Tournament information
- Dates: 9–16 January 1982
- Venue: Jollees Cabaret Club
- Location: Stoke-on-Trent
- Country: England
- Organisation(s): BDO
- Format: Sets Final – best of 9
- Prize fund: £28,000
- Winner's share: £6,500
- High checkout: 161 Jocky Wilson 161 Bobby George

Champion(s)
- Jocky Wilson

= 1982 BDO World Darts Championship =

The 1982 BDO World Darts Championship (known for sponsorship reasons as The 1982 Embassy World Darts Championship) was the fifth British Darts Organisation world championship. For the fourth successive year, the tournament was staged at Jollees Cabaret Club in Stoke-on-Trent.

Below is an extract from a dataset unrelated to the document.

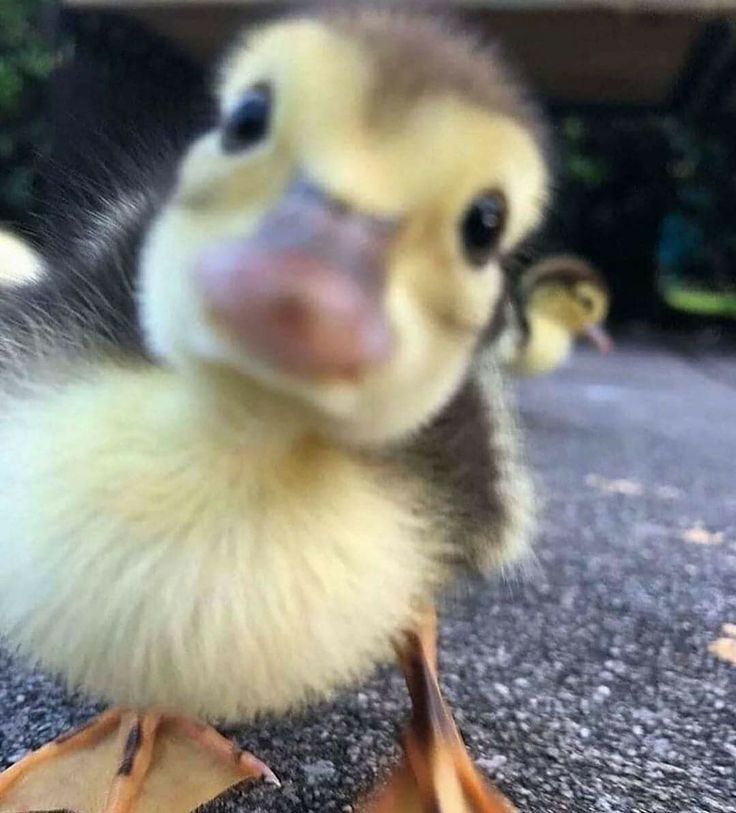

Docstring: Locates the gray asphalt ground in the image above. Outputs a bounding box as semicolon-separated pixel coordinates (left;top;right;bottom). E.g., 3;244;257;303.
0;336;736;813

The event saw Scotland's first World Darts Champion, when Jocky Wilson defeated John Lowe in the final. Wilson was making his first final appearance while Lowe was contesting in his fourth final in five years. Wilson would win the match 5-3 and claim the £6,500 first prize.

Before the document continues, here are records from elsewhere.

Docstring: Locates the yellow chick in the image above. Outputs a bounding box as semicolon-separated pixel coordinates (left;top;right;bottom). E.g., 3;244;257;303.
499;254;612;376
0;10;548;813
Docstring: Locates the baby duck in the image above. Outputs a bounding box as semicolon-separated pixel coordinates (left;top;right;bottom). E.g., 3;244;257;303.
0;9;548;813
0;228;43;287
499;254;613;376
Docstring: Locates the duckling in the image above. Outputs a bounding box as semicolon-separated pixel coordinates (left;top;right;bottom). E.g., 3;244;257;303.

The tournament's reigning champion Eric Bristow suffered a shock first round exit to Northern Ireland's Steve Brennan, who then defeated Dave Whitcombe to reach the quarter-finals, losing to Stefan Lord.

==Seeds==
1. ENG Eric Bristow
2. ENG John Lowe
3. ENG Cliff Lazarenko
4. SCO Jocky Wilson
5. ENG Tony Brown
6. ENG Bobby George
7. WAL Leighton Rees
8. SWE Stefan Lord

==Prize money==
The prize fund was £27,400.

Champion: £6,500
Runner-Up: £3,000
3rd Place: £500
Semi-Finalists (2): £1,500
Quarter-Finalists (4): £1,000
Last 16 (8): £600
Last 32 (16): £350

There was also a 9 Dart Checkout prize of £52,000, along with a High Checkout prize of £600.